Our submission recommends that:
- The debt implications need to be further analysed while discussing a new climate finance goal.
- The NCQG process should guarantee the provision of urgent adequate, high-quality, new and additional, public, grants-based climate finance on the scale of the US$ 5 trillion per year from the global north as part of the huge climate debt owed to the global south. The provision and mobilisation by developed countries of public climate finance in the form of grants and highly concessional finance should form a majority core of the NCQG.
- All climate finance contributions must respond to the needs and priorities of developing countries, including local communities, indigenous peoples, afrodescendants, local communities, vulnerable groups, women and youth.
- The NCQG should not result in further indebtedness from climate finance in the global south and thus should follow the principle of Common but Differentiated Responsibilities and Respective Capabilities (CBDR-RC) and adopt a climate justice perspective. This includes limiting the role of the multilateral development banks (MDBs), the IMF and the private sector in channelling funds raised through the NQCG, unless significant democratic reforms are pursued.
- Grants and highly concessional finance should form a majority of the public climate finance provided and mobilised by developed countries under the NCQG. A mobilisation focused on the private sector cannot deliver the quantity nor quality of finance needed.
- The historical responsibility of global north countries should not be diluted by enlarging the base of contributors, aligning the new goal with Article 2.1.c, or overstating the role of the private sector instead of focusing on Article 9 of the Paris Agreement. Focusing on mobilising private sector resources will not deliver the quantity nor quality of climate finance needed.
- The NCQG process should guarantee direct access to climate finance for the most vulnerable groups . Most of the current climate finance mechanisms, such as the Green Climate Fund (GCF), Adaptation Fund (AF) and Global Environment Facility (GEF), are mired in cumbersome procedures and time-consuming bureaucracy.
- In order to promote transparency, Parties must agree on a single definition for climate finance based on the UNFCCC and the Paris Agreement, focused on the provision and mobilisation of finance by developed countries to developing countries, and on a single methodology to measure and report on it.
- The political decisions to be taken in 2024 should be guided by scientific evidence, as well as by the technical inputs obtained during the TEDs. Such decisions should be timely, needs-based, and attentive to removing barriers preventing vulnerable and underrepresented peoples and communities from accessing concessional funding for action on the ground.

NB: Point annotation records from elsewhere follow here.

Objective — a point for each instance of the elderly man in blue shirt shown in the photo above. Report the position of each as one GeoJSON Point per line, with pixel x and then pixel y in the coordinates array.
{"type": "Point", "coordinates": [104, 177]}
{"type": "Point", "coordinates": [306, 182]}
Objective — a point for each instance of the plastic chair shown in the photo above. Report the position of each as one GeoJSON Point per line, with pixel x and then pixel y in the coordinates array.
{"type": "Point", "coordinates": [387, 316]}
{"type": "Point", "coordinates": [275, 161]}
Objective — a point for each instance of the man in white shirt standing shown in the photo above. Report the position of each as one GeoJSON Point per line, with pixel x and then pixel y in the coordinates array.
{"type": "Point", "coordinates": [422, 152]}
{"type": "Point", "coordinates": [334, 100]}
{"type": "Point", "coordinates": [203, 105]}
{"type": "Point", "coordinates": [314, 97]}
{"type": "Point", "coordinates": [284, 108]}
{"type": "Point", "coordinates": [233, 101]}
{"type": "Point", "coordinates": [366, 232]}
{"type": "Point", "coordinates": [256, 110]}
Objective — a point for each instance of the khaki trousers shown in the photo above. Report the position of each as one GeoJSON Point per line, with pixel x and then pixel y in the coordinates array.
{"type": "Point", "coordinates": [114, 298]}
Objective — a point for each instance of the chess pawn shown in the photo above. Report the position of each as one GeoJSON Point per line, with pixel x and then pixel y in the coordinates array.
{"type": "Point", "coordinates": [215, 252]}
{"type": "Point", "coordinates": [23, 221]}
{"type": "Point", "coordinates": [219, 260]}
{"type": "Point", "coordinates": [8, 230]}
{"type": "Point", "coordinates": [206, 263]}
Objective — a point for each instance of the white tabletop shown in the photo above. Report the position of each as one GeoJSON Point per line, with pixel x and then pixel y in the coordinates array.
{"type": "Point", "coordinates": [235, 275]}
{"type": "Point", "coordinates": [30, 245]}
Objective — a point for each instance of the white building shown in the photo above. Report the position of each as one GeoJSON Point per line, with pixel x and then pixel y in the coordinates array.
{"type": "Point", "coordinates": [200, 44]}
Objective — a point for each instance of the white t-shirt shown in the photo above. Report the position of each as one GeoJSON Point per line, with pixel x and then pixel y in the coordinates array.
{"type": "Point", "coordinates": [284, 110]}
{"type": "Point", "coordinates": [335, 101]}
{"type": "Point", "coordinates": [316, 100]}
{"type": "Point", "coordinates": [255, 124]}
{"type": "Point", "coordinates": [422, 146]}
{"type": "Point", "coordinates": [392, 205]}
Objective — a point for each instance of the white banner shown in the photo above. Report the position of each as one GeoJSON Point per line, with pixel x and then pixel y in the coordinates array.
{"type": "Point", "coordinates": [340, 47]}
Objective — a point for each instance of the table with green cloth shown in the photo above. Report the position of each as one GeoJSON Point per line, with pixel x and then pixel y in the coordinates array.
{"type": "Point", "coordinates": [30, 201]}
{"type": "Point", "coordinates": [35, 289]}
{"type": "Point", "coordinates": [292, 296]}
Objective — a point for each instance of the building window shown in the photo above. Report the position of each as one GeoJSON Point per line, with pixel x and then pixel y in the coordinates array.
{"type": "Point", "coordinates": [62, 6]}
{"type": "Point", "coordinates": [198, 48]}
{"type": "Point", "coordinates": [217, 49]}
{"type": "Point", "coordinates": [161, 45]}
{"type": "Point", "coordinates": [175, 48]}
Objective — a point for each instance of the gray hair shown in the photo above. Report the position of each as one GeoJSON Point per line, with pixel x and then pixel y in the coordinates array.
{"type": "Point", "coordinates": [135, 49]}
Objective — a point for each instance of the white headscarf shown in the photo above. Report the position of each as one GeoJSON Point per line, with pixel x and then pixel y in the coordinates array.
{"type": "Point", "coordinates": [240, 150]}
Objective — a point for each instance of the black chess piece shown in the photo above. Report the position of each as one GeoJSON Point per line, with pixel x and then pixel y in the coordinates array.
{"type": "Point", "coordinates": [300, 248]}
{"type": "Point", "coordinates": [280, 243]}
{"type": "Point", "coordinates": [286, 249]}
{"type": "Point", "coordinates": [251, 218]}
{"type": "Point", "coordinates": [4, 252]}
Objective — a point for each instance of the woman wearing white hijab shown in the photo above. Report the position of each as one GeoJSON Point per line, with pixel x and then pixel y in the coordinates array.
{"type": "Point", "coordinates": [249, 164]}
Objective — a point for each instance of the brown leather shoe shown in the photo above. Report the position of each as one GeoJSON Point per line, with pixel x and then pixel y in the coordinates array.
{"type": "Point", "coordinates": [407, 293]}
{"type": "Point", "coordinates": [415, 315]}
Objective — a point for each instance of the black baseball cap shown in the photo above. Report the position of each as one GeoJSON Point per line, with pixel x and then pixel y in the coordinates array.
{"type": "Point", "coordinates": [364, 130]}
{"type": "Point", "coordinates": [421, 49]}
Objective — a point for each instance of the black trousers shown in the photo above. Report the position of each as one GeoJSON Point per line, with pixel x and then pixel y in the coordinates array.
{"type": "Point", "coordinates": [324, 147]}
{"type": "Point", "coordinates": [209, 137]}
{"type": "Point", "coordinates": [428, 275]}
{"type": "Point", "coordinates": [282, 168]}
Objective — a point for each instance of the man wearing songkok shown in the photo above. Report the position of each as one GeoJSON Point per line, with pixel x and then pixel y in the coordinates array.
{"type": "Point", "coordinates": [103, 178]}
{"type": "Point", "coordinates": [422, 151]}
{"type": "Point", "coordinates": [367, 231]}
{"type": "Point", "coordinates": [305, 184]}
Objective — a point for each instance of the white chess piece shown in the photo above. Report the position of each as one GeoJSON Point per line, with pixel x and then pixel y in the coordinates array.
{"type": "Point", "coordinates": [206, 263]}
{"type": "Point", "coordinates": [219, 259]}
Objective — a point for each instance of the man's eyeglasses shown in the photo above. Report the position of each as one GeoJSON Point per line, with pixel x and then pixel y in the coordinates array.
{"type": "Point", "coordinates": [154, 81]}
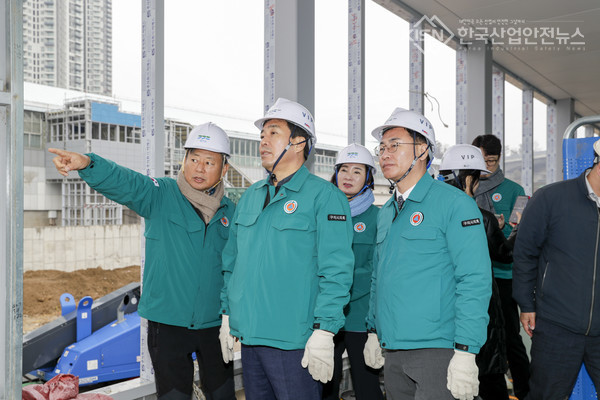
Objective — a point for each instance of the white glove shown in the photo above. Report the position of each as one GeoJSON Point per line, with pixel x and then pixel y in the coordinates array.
{"type": "Point", "coordinates": [226, 340]}
{"type": "Point", "coordinates": [462, 376]}
{"type": "Point", "coordinates": [372, 352]}
{"type": "Point", "coordinates": [318, 355]}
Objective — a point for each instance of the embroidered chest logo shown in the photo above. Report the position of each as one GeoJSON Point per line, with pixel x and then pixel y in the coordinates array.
{"type": "Point", "coordinates": [290, 206]}
{"type": "Point", "coordinates": [416, 218]}
{"type": "Point", "coordinates": [360, 227]}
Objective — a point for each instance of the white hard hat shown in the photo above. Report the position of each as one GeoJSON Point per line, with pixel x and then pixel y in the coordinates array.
{"type": "Point", "coordinates": [463, 156]}
{"type": "Point", "coordinates": [292, 112]}
{"type": "Point", "coordinates": [355, 153]}
{"type": "Point", "coordinates": [208, 137]}
{"type": "Point", "coordinates": [408, 119]}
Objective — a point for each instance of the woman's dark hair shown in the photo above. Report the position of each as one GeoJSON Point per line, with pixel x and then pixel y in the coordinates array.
{"type": "Point", "coordinates": [461, 179]}
{"type": "Point", "coordinates": [370, 179]}
{"type": "Point", "coordinates": [298, 131]}
{"type": "Point", "coordinates": [490, 144]}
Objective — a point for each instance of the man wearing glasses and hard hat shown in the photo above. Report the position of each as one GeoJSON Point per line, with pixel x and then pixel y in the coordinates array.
{"type": "Point", "coordinates": [187, 225]}
{"type": "Point", "coordinates": [431, 281]}
{"type": "Point", "coordinates": [287, 266]}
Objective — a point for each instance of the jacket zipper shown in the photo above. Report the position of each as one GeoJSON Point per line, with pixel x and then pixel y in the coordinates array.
{"type": "Point", "coordinates": [594, 277]}
{"type": "Point", "coordinates": [544, 279]}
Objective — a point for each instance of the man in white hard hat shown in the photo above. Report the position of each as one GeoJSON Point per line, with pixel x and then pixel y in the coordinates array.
{"type": "Point", "coordinates": [187, 225]}
{"type": "Point", "coordinates": [431, 281]}
{"type": "Point", "coordinates": [287, 266]}
{"type": "Point", "coordinates": [556, 282]}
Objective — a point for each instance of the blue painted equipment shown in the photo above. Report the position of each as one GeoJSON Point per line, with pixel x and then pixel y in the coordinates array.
{"type": "Point", "coordinates": [67, 303]}
{"type": "Point", "coordinates": [110, 353]}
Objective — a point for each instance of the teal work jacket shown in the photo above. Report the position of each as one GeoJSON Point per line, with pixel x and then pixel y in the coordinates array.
{"type": "Point", "coordinates": [182, 274]}
{"type": "Point", "coordinates": [431, 282]}
{"type": "Point", "coordinates": [363, 245]}
{"type": "Point", "coordinates": [288, 265]}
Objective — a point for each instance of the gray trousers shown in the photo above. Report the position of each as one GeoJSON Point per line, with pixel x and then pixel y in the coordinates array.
{"type": "Point", "coordinates": [420, 374]}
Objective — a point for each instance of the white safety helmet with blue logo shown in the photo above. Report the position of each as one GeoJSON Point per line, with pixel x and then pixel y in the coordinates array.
{"type": "Point", "coordinates": [356, 153]}
{"type": "Point", "coordinates": [208, 137]}
{"type": "Point", "coordinates": [292, 112]}
{"type": "Point", "coordinates": [463, 156]}
{"type": "Point", "coordinates": [402, 118]}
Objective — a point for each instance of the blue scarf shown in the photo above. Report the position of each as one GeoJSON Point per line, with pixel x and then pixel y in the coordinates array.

- When a climate-extreme event takes place there should be an immediate interest-free cancellation of all debt payments from that country across all creditors for a specified period, alongside additional grant-based financing for addressing loss and damage. After an assessment period, a debt sustainability analysis should be conducted, considering the losses and damages and the financing needs for recovery and reconstruction, followed by a debt restructuring plan, including cancellation, across all creditors.
- Unconditional debt cancellation must be ensured for all countries that need it, across all creditors (bilateral, multilateral, and private).
- New legislation in key jurisdictions - including New York and the UK - should be introduced to compel private creditor participation in debt cancellation and restructuring.
- An agreement on a UN Framework Convention on Sovereign Debt should encompass global consensus on the necessary rules and procedures, principles and structures throughout the different interdependent stages of the debt cycle, including the establishment of a multilateral debt workout process under the auspices of the United Nations, that can help countries break the vicious cycle of escalating debt and climate crises.
- In addition to establishing and implementing the NCQG, a UN Framework Convention on International Tax Cooperation should be supported to further contribute to meeting the financing needs of global south countries.